Compensation. Section 8 includes $100 million for a 4 percent average pay increase for all state 
and higher education employees, which is categorized as recurring spending. Section 8 also 
includes $1.5 million for the Office of the State Engineer for personnel and $741.5 thousand to 
the judiciary to provide an additional 2 percent increase to the court employees in lower pay 
bands. Section 8 appropriations include $17 million for the General Services Department risk 
fund and $17 million to implement recommendations of a statewide staffing study contracted by 
DFA, LFC, and the State Personnel Office. Additionally, the Section 4 public school support 
appropriation includes $135.1 million for a 4 percent average salary increase for school 
personnel, $4.4 million to increase the minimum salary of each tier of the teach pay schedule by 
$5,000 (Level 1=$55 thousand, Level 2=$65 thousand, Level 3=$75 thousand), and $2.3 million 
for a 4 percent average salary increase for school transportation employees. 
 
General Fund Reserves.
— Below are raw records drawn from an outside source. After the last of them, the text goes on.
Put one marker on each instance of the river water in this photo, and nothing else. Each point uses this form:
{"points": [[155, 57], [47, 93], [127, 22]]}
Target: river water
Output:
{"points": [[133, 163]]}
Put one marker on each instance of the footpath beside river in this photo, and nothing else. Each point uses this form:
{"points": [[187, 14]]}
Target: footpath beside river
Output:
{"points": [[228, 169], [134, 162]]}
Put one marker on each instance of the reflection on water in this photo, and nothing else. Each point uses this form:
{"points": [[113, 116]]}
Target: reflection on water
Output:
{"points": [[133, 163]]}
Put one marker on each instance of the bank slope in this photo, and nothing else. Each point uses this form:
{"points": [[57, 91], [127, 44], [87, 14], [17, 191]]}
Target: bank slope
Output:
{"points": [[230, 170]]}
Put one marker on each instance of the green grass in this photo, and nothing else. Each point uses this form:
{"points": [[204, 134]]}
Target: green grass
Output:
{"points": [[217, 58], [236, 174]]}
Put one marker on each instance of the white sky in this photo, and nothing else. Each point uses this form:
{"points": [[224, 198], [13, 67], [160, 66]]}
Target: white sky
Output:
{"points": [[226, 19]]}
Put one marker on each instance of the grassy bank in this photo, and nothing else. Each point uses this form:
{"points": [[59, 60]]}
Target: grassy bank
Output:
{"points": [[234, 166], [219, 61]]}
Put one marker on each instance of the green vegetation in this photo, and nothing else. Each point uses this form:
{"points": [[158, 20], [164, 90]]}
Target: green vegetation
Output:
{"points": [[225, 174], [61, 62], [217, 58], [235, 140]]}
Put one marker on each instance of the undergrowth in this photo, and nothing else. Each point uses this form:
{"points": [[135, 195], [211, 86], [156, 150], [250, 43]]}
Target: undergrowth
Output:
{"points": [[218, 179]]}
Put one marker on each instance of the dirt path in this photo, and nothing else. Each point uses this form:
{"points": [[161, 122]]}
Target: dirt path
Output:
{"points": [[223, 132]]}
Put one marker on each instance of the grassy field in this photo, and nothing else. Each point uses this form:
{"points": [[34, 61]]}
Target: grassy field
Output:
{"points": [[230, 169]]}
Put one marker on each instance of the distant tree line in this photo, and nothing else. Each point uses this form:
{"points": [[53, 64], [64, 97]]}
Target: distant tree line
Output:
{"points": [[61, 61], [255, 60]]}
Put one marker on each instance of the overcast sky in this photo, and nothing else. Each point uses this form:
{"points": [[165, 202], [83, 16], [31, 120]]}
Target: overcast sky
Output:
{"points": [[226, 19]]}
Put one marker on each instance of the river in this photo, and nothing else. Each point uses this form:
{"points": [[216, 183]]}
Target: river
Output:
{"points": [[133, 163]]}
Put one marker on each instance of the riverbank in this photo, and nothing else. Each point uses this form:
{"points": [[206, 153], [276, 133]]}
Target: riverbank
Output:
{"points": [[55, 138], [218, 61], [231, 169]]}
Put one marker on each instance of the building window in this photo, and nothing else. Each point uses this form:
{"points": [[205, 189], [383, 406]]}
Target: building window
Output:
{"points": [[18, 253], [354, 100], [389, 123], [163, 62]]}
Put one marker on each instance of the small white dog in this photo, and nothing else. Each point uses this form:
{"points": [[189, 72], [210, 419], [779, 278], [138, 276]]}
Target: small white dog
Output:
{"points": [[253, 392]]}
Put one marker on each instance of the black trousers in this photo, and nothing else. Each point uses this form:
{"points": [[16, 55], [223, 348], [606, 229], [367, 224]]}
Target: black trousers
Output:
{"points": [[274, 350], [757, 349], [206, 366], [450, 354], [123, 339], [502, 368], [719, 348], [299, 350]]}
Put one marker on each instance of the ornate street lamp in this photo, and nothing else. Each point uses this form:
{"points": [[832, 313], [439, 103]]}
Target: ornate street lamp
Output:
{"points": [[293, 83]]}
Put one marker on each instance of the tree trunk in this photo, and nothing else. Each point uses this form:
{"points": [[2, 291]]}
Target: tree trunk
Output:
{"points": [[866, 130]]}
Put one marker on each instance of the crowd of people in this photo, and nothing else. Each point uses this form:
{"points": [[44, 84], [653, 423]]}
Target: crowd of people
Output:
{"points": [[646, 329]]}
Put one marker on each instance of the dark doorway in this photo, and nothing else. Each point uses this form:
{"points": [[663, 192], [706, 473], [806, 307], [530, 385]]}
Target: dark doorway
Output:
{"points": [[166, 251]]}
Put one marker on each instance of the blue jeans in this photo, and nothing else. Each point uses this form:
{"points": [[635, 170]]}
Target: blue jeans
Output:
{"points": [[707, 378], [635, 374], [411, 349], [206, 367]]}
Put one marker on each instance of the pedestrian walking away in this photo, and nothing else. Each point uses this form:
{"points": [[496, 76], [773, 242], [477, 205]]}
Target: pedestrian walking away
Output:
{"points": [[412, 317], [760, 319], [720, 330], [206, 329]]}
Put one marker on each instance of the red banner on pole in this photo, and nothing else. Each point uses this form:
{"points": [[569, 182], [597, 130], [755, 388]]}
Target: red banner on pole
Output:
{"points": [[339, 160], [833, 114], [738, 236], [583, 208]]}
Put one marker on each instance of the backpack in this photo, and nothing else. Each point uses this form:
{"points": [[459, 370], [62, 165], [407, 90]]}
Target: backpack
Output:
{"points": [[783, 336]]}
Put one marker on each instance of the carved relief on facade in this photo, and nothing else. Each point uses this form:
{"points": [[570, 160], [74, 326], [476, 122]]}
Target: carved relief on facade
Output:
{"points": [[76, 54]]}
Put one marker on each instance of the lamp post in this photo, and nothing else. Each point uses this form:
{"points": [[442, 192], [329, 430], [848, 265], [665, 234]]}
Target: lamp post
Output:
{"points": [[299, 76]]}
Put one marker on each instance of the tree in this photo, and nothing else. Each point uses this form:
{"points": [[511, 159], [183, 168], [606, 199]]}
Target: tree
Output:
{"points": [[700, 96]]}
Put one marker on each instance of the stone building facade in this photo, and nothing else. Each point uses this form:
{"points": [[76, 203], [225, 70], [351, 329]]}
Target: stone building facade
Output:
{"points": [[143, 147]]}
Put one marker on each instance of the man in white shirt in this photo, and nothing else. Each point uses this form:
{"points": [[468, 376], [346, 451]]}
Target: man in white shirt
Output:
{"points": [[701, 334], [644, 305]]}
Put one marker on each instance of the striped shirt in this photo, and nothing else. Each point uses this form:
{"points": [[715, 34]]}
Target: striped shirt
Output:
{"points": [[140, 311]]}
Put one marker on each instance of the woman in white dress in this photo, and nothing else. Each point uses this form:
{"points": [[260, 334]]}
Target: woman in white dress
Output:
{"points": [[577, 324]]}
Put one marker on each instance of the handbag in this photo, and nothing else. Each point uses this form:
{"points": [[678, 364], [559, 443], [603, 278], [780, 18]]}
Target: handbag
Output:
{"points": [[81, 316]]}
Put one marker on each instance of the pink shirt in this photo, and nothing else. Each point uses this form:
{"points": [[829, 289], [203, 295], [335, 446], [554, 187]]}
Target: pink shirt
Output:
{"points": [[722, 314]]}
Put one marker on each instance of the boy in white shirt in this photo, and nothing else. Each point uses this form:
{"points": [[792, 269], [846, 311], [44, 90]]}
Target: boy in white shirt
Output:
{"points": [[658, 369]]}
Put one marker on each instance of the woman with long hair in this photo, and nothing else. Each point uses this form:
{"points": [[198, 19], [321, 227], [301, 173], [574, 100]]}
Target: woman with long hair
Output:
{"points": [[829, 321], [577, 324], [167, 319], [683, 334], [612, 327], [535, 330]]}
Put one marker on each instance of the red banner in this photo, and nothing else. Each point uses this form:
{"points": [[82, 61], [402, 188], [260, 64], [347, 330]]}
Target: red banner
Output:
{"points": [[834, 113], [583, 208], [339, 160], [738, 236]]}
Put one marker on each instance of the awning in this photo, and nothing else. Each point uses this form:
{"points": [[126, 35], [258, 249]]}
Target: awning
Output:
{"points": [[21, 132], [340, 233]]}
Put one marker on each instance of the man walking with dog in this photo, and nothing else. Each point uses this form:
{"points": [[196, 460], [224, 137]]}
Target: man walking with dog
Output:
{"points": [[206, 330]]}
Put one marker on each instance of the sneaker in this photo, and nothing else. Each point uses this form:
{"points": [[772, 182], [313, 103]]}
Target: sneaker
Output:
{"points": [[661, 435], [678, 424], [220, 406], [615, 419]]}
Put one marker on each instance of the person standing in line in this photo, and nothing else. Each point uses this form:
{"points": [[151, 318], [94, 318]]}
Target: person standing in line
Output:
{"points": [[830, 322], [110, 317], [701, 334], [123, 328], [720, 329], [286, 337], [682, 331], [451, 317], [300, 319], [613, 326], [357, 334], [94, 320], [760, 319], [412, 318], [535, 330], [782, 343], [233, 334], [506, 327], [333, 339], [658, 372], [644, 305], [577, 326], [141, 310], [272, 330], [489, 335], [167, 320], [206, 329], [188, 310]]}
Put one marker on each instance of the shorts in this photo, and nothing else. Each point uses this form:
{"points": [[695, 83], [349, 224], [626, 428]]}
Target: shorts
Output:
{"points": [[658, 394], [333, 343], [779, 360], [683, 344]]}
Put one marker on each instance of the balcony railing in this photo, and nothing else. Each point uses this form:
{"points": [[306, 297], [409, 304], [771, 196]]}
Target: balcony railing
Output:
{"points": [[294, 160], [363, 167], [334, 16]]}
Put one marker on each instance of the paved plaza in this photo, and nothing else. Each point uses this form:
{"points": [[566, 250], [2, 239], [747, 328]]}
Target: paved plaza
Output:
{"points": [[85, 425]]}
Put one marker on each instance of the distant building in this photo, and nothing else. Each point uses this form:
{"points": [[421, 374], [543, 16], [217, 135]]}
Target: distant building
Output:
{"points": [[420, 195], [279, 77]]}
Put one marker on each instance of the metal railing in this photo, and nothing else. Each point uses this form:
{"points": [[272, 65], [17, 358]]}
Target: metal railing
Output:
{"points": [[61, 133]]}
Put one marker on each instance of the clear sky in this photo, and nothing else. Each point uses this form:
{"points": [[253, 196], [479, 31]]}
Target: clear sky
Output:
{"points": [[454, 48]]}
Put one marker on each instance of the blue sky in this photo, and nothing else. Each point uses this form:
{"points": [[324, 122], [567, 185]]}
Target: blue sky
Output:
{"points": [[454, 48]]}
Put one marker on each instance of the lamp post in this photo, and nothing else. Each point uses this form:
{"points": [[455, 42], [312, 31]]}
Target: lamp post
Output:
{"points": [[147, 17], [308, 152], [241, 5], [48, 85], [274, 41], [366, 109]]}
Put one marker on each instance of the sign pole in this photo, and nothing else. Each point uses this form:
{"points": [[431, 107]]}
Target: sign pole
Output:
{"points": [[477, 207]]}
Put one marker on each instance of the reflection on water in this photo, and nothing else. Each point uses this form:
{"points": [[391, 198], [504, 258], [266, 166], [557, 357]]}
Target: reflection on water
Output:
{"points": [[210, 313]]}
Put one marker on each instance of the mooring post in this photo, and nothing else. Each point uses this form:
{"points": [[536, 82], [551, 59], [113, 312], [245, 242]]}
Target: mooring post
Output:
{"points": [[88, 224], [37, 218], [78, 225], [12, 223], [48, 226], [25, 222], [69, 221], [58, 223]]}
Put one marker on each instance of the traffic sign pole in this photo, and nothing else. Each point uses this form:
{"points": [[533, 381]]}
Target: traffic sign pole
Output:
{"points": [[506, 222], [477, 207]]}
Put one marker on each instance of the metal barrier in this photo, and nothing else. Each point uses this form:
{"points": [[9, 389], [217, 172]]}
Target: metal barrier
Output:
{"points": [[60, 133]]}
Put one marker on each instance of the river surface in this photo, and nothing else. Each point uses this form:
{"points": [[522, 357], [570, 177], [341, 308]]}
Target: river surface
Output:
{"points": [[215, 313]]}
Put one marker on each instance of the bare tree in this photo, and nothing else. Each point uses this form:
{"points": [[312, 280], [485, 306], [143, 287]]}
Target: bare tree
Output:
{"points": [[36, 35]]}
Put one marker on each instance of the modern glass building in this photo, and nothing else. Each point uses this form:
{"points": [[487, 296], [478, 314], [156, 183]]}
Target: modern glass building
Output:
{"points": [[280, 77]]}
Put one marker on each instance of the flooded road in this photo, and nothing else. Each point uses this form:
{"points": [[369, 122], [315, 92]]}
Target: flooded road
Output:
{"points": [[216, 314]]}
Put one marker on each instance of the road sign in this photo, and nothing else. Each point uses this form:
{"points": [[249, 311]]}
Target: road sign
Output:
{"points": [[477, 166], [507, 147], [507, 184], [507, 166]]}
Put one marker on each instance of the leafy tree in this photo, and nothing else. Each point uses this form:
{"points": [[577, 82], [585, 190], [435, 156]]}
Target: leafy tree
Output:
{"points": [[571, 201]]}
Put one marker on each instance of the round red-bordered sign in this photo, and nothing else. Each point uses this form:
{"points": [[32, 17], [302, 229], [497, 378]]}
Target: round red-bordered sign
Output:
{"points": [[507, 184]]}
HB2 would leave FY26 general fund reserves at 31.2 percent of 
recurring appropriations. 
 
PERFORMANCE IMPLICATIONS 
  CS/House Bills 2 and 3/HAFCS – Page 7 
 
 
HB2 includes multiple performance measures and performance targets for most agencies as part 
of the Accountability in Government Act, which is a statutory basis to use performance 
information to inform budget development and monitor results of spending by agencies on 
outcomes important to agencies, the executive, the Legislature, and the public.
 
 
WHAT WILL BE THE CONSEQUENCES OF NOT ENACTING THIS BILL 
 
State agencies, higher education and public schools will not have the authority to budget or 
expend money necessary for the operation of government.